I have marvelled many times over the years about all the brave mothers I have known. Those whose later years were marred by losing a daughter or a son, and being left with only memories of the love that filled their heart as they had watched their child grow into adulthood. And the other mothers who held their babies and young children, providing the loving hands that cared so beautifully as these young ones died too soon. I always remember my own mother, on this manufactured day, she who was not perfect—no mother is— but loved so perfectly. I think of all the ways she mothered me over the years, both near and afar, my inner awareness of her love and prayers going with me wherever life’s path took me.

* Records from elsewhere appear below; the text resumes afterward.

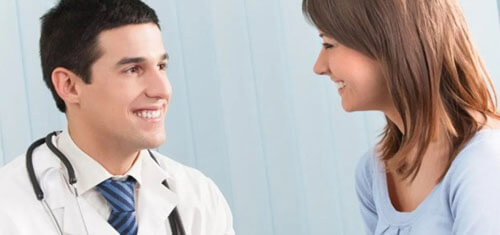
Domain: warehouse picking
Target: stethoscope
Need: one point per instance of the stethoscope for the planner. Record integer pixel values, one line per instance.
(174, 218)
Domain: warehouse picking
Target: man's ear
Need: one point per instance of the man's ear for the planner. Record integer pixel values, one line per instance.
(67, 85)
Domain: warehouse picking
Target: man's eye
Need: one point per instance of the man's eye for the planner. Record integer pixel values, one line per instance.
(328, 45)
(163, 66)
(134, 69)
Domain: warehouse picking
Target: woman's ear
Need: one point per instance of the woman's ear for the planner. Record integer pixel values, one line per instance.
(67, 85)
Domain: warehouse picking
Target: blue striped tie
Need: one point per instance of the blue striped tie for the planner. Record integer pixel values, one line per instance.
(120, 196)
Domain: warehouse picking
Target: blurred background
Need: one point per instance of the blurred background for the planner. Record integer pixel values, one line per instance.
(247, 109)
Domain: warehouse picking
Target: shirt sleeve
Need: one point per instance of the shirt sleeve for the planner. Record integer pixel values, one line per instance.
(364, 191)
(475, 192)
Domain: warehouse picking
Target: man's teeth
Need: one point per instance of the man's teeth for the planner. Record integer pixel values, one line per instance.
(149, 114)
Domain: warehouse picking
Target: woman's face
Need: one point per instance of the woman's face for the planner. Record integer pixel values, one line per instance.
(358, 77)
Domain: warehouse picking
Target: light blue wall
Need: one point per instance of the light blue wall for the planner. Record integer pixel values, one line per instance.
(246, 110)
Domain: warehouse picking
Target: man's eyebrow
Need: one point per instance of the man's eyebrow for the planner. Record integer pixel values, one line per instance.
(130, 60)
(137, 60)
(164, 57)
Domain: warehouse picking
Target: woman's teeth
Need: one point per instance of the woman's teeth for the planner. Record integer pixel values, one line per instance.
(340, 85)
(149, 114)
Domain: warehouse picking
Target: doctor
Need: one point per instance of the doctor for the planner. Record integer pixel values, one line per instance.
(104, 62)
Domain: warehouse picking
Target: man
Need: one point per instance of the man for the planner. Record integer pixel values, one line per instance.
(104, 62)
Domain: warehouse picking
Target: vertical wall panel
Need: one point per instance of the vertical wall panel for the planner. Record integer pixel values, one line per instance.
(1, 144)
(15, 117)
(285, 176)
(485, 28)
(203, 87)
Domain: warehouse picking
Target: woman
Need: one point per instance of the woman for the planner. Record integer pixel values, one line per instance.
(436, 169)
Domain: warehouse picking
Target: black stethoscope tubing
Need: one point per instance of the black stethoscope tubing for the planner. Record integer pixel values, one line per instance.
(174, 217)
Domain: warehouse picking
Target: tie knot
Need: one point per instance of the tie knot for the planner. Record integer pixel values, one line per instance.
(119, 194)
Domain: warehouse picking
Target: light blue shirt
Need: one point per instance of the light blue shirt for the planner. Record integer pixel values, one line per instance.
(466, 201)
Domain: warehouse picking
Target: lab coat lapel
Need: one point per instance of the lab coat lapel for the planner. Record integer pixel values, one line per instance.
(155, 201)
(74, 223)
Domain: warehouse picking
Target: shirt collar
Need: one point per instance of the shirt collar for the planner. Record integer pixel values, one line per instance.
(89, 173)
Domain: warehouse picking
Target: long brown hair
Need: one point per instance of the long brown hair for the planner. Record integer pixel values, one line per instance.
(433, 72)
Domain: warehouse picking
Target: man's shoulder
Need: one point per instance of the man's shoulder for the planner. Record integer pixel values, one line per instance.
(180, 171)
(189, 177)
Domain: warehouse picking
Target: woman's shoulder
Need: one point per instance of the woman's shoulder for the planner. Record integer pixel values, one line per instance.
(480, 157)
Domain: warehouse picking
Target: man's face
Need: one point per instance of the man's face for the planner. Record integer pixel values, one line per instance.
(127, 99)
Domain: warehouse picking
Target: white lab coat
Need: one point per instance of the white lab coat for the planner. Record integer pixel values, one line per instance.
(202, 207)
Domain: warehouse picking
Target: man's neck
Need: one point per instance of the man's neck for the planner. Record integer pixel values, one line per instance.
(110, 153)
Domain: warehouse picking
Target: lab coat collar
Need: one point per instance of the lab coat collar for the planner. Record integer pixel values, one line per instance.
(155, 203)
(87, 170)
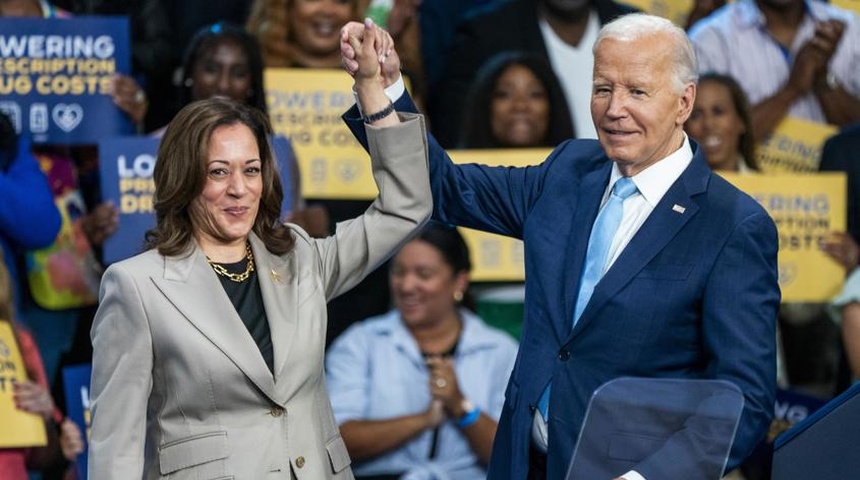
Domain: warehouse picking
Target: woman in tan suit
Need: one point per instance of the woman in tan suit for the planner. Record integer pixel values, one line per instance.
(208, 348)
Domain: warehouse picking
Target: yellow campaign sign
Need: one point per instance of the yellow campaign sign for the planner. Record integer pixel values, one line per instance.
(794, 146)
(496, 258)
(675, 10)
(305, 105)
(805, 208)
(19, 429)
(853, 5)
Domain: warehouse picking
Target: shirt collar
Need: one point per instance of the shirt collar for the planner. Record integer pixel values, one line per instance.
(655, 181)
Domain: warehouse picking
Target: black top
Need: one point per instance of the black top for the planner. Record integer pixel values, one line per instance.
(247, 298)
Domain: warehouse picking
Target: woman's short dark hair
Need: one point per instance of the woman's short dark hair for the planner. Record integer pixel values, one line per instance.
(449, 242)
(746, 144)
(206, 39)
(181, 171)
(477, 132)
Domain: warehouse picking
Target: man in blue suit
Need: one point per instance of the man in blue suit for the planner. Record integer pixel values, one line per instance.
(688, 288)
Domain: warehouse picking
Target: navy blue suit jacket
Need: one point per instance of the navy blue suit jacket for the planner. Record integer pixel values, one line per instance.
(693, 295)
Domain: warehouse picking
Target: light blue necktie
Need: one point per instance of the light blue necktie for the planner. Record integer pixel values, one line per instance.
(602, 233)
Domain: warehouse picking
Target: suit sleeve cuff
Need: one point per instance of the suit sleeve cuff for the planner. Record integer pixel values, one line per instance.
(632, 475)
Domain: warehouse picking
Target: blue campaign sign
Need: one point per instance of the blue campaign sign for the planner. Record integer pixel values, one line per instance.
(125, 169)
(76, 383)
(126, 166)
(55, 77)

I had the joy of sharing my mother’s love for 50 years. I thought this morning about another woman; some would say she actually didn’t get to be a mother. I knew her some years ago. She had birthed a child that was lifeless, but oh how she had loved this infant. She knew before his birth that he would not survive long, but planned for the hours or perhaps days, or miraculously more than that, whatever she was given, and how she would hold him and comfort him. It was not to be, this wish of hers, and a week before his actual due date his little heart stopped beating. I remember well the breathless swaddled bundle, held with tenderness by both of his parents, and the wee urn that his ashes were later placed in.
It doesn’t seem to matter, the length of time that a mother’s heart is spent with a child. Mothers don’t stop loving, because their child is gone. On this mother’s day, like Anne Jarvis, I know from experience what every mother has given and received— The True Gift— a mother’s love.